I first read Shadow and Bone two years ago, and it ignited my love for YA fantasy. After listening to the audiobook today for a second readthrough (and skimming through the entire thing after), I still stand by giving this book a 4-star rating. I adored this book.

Is it "cliché?" No. But I do prefer the word trope. I'm not really a fan of 'cliché' being used to describe a book. When you call a book cliché, what you're really saying is that its tropes aren't up to your personal tastes. Chosen One, Dead Parents, Love Triangle—these are all tropes I enjoy, and they accounted for some of the tropes in Shadow and Bone.

Leigh Bardugo recently proved with Ninth House that she's more than capable of writing more mature prose, but she's always shown she has the chops for masterful storytelling, and that started with Shadow and Bone.

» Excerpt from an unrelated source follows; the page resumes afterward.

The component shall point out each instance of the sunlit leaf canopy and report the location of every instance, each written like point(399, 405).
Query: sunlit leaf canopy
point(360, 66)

Shadow and Bone is not adult fantasy; it is fantastic YA fantasy. But it does come across for what it is—an author's first published work. It feels written to market (shrewdly so—I mean, c'mon. Hello Netflix adaptation), but despite these things, it is still fantastic YA fantasy.

With the Grishaverse, LB flexed major worldbuilding muscle—the system of magic, the different classes of Grisha, the monsters and lore. There was this overarching theme of magic versus the advancement of more traditional weaponry, which hooked me right away because I don't often come across it in fantasy, and then there was the villain. The Darkling is the best kind of villain—morally gray. His endgame is noble, his means aren't. If you haven't read the Darkling short stories LB later published, you should. There's something about tragic origin stories.

Then there was the prologue and epilogue. I enjoyed Leigh's third-person storytelling style and found both chapters really satisfying. When a story comes full circle, I find that pleasing. I could go on and on about what else I liked about Shadow and Bone—the characters, the action, the foreshadowing, my favorite scenes, but I think you get the point. This is a solid read, even for a second time around. I'm so ready for the series adaptation.

"All those years ago...before he gave up his name and became the Darkling, he was just a brilliant, talented boy. I gave him his ambition. I gave him his pride...It is because I love him that I will not let him put himself beyond redemption."